Yes, you can sell a portion of your mineral interest while still retaining ownership of the balance of your acreage. This strategy appeals to many mineral owners. One good reason for selling a portion of minerals and retaining a portion would be diversification of assets as the proceeds from a partial mineral sale can be reinvested in other assets. Another common reason owners pursue a partial sell would be to raise money for expenses or family needs while still having an ownership interest in the minerals for the future.

How is a partial sell of mineral interest accomplished?

Because of the clarity and concise format our mineral deed provides, this is easily done. For example, if you own twenty (20.00) mineral acres but only want to sell ten (10.00) mineral acres, we will prepare the mineral deed to very clearly display that you are selling ten (10.00) mineral acres only. On our mineral deeds, the number of acres a mineral owner is selling is always listed specifically on the deed so that there are no concerns as to what is being transferred.

How long does the process normally take if I choose to sell my mineral interest?

Most of Mountain Front Resources, LLC’s mineral purchase transactions are completed within 2 to 4 weeks from the initial conversation with the owner.

How are the sale of minerals treated for tax purposes?

In general, the proceeds from the sale of mineral interests are usually taxed on a long-term capital gain basis. This is usually a significant savings over the income tax rate. However, please consult with your tax adviser for a detailed explanation on how the sale of your mineral interest will affect your taxes.

Why should I not sign a mineral deed that only states that I am selling “all rights, title, and interest?”
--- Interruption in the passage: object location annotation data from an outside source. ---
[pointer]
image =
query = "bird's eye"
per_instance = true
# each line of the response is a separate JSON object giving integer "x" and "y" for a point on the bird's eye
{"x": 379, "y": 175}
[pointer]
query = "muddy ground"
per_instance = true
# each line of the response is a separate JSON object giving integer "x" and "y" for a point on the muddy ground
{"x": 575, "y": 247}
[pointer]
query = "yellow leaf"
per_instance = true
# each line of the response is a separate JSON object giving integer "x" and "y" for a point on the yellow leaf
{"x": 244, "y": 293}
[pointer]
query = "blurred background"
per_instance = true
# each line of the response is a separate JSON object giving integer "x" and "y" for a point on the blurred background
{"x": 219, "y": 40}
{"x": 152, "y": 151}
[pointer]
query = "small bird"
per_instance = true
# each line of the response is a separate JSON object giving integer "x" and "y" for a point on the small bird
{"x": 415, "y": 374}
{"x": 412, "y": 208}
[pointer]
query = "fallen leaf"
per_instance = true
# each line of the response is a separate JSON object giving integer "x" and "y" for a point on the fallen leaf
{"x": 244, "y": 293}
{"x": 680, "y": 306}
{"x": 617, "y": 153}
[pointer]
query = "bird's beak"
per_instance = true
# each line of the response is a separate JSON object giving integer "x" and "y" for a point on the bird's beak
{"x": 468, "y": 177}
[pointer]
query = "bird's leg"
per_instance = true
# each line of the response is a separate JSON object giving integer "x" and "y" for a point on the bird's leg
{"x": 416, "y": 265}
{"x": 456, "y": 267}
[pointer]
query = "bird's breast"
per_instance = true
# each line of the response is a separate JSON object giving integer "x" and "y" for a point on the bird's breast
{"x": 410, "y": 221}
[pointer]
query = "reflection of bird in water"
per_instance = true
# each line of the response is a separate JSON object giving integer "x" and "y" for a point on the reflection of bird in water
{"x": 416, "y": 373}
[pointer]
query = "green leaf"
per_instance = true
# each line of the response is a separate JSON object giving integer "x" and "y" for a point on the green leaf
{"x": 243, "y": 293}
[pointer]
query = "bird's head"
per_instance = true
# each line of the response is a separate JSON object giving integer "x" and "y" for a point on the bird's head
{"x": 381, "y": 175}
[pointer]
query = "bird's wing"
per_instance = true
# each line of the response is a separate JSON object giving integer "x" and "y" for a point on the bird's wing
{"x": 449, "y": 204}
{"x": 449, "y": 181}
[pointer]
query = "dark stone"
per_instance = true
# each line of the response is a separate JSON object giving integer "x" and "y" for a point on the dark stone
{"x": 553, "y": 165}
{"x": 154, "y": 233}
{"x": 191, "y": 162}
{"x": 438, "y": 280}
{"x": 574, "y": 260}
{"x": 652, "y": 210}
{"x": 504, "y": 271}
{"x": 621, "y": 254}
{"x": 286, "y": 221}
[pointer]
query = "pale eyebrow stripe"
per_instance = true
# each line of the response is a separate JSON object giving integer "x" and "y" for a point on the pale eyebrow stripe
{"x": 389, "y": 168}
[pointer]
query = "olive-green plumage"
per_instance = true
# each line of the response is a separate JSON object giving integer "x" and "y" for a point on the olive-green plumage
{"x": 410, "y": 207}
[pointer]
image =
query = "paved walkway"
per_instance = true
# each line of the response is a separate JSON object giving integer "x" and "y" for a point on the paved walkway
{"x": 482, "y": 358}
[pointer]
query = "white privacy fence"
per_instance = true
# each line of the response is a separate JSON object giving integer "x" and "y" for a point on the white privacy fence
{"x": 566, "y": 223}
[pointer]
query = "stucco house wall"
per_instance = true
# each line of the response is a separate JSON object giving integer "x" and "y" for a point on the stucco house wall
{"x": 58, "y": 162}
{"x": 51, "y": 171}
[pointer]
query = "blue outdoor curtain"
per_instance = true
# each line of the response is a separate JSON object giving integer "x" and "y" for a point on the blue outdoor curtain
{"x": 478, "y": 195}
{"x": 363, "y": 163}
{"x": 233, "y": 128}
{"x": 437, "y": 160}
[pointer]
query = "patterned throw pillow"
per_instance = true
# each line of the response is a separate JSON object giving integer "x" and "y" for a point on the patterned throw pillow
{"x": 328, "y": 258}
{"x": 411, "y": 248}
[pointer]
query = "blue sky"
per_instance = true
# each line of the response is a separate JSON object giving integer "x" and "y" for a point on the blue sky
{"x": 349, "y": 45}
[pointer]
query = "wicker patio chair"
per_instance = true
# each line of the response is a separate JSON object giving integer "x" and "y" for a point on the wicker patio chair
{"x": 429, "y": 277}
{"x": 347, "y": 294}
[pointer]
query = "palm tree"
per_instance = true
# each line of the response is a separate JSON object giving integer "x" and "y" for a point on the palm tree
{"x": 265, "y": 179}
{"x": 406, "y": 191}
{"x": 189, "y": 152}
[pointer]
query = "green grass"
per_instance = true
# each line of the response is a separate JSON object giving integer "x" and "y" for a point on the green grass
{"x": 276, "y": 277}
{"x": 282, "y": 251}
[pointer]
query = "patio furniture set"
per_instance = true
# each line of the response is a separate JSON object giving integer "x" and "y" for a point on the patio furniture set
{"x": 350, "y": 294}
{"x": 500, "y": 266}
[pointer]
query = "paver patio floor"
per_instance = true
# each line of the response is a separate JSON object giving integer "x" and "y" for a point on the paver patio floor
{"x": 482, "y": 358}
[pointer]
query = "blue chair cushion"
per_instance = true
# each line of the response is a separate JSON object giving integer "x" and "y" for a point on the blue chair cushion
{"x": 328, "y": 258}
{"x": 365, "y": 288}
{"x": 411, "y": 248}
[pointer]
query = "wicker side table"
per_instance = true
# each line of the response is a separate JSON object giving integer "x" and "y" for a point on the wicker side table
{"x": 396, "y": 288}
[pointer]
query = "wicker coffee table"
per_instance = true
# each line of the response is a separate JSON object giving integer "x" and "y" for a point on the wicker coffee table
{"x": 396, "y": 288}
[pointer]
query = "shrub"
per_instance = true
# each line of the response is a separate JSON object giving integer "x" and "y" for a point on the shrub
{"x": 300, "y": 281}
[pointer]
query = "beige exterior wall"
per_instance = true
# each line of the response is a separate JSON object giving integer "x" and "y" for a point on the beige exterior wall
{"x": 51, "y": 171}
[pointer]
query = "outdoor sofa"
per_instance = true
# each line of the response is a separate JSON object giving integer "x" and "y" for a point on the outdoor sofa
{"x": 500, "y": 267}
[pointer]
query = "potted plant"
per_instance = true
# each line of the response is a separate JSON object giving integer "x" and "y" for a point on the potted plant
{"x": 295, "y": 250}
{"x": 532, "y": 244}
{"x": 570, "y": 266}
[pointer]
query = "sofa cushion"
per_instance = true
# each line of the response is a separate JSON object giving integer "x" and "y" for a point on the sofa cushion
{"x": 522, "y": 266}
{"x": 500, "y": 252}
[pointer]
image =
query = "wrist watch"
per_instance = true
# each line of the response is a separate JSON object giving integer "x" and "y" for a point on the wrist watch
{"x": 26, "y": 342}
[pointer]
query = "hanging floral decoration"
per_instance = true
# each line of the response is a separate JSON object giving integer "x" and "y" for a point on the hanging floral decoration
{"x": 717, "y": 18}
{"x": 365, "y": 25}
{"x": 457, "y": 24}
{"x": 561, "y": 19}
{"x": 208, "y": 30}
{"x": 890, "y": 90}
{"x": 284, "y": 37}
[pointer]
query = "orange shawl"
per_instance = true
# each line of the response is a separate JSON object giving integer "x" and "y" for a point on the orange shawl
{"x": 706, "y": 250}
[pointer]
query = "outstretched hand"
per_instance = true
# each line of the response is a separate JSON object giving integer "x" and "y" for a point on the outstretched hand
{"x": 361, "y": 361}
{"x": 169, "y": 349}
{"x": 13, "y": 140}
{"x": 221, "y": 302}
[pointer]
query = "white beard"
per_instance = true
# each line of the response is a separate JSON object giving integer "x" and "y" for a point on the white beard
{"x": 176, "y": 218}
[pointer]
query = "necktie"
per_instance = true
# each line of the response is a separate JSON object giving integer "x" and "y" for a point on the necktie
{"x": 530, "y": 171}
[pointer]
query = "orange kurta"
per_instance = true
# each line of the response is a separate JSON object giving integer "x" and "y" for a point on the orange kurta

It is not wise to sign a mineral deed that does not state how many acres you are selling and simply says you are selling all rights, title, and interest. Let’s say you believed you owned twenty (20.00) mineral acres in a section and someone approached you to purchase the acreage. Next, after they examined the title, let’s assume they told you all you owned was fifteen (15.00) mineral acres and they subsequently provided you a mineral deed to sign that stated you were selling all rights, title, and interest in the section and there was no mention anywhere on the deed of the number of acres being sold. If you sign that mineral deed and they file it of record with the county, you have transferred everything you own in that section. If you did indeed own twenty (20.00) acres in the section, you no longer have the remaining five (5.00) acres. It is not advisable to sign an all rights, title, and interest mineral deed when selling your minerals.

My grandparents told me never to sell my mineral rights. Why should I consider selling?

Mineral rights are an asset and the primary purpose of an asset is to generate a return or deliver some measurable good for the owner. Many owners hold on to their mineral rights just because that’s what they have always been told to do. That is not always the best idea. When grandparents and parents told younger generations in the past not to ever sell mineral rights, many times prices were nothing close to the level they are at today. If selling your mineral rights would improve your standard of living, payoff mounting debts, or help a family member that is in a financial bind, then it should definitely be a consideration. Mineral owners need to know that with the prices being paid for mineral rights in many areas in today’s oil and gas environment, it may be several years, if ever, that a mineral owner would realize the same amount of money from their minerals through either production or lease bonuses or both. Because Mountain Front Resources, LLC has a diversified portfolio of mineral interests in various states, we are in a better position to buy mineral rights that may take a long time to payout.